Be prepared for banking nasties

Alex Brummer12 April 2012

IN ITSELF, the collapse into bankruptcy of American discount retailer Kmart might appear unimportant. The group has been struggling for years to meet the challenge of upstart Wal-Mart.

The present crisis was provoked when major suppliers refused to fill the discount group's shelves because of fears it could no longer pay its bills. Kmart will now be kept alive by a lifeline from a consortium of bankers headed by Credit Suisse First Boston, which is advancing a $2bn (£1.4bn) credit while Kmart seeks to climb out of Chapter 11, where it is protected from creditors.

The significance of the collapse is that it comes at a tricky moment for the global banking system. It arrives hard on the heels of Enron, where huge loan losses are being taken by JP Morgan Chase and others. All this at a time when the banks are still counting the cost of Argentina's implosion.

The devaluation of the Argentina peso and the moratorium on bank debt are posing serious accounting difficulties for bank auditors.

It was all but inevitable that the sharp slowdown in the US and global economy post 11 September would produce casualties. It was thought they would most likely be among the airlines. Congress's bailout of the major US carriers prevented that in America although both Swissair and Sabena went under in Europe.

We are now beginning to see the secondary effects of 11 September as corporations that were able to keep afloat through creative accounting like Enron, or through robust demand like Kmart, are being exposed to the elements.

None of this will leave our own banks unaffected. Through syndication and credit insurance most bank debt is now shared among the biggest players across the globe. Losses can be thinly spread.

British banks feel they have emerged relatively unscathed although the full cost of the telecoms licence fiasco and the present financial embarrassment of cable companies NTL and Telewest has yet to be fully felt. Some kind of debt reorganisation at both groups is very much on the cards.

What may be more worrying is that the stress is spreading from specialist to broader banking areas. One of the larger British banks tells us that in the past six weeks there has been a severe setback to loan quality.

Auditors watching the present embarrassment of Andersen at Enron are thought to be taking an extremely cautious approach at present. Moreover, as the decision to tighten credit conditions for mortgages shows, the financial sector is becoming concerned about the build-up of personal debt to record levels. The upcoming bank reporting season in Britain threatens provisioning nasties.

Reshaping BA

THE Middle East route-sharing deal between British Airways and KLM has given a small lift to BA shares. This link-up provides a demonstration of how a broader BA-KLM alliance or even a merger (of the kind sought by BA chairman Lord Marshall) might work, with Amsterdam's Schipol airport acting as an alternative hub to a crowded Heathrow.

What the market is really waiting upon is the outcome of BA's 'Future Size and Shape' exercise, which is expected to determine BA's strategy going forward.
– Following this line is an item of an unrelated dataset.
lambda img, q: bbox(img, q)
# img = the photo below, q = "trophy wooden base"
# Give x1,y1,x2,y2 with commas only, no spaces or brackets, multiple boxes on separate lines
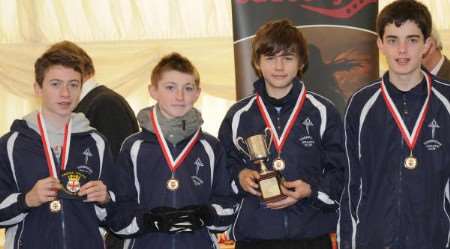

Chief executive Rod Eddington has already laid off 7,200 workers post 11 September and there is concern that as BA axes unprofitable European routes - where cut-price carriers are making hay - there may be drastic job cuts to come.

The scale of the cuts reportedly has divided Marshall, a veteran of BA's most imperial days, and Eddington, who has a less grand view. Indications from BA headquarters are that the group is veering away from a huge downsizing. Revenues are going to be dramatically lower in the third quarter and an adjustment will be needed. But it is unlikely to be the wholesale bloodletting that was once feared.

P&) offer

ONE of the hidden factors in the battle for P&O Princess is a historic rivalry between the Ofer and Arison Israeli shipping families. Among the biggest shareholders in Royal Caribbean is Eyal Ofer of the Ofer group, Israel's largest privately owned shipping fleet.

It was to Ofer that P&O chairman Lord Sterling turned in December 2000 when he was having trouble selling his unwanted 50% stake in Associated Bulk Carriers. It was absorbed into Ofer's Zodiac Maritime Agencies, the London-based ship management group, for £68m.

Micky Arison, son of Israeli-born Carnival founder Ted Arison, does not want the Ofer family to gain the upper hand in the cruise market. Hence his determination to take his higher bid, worth 500p a share, directly to independent shareholders.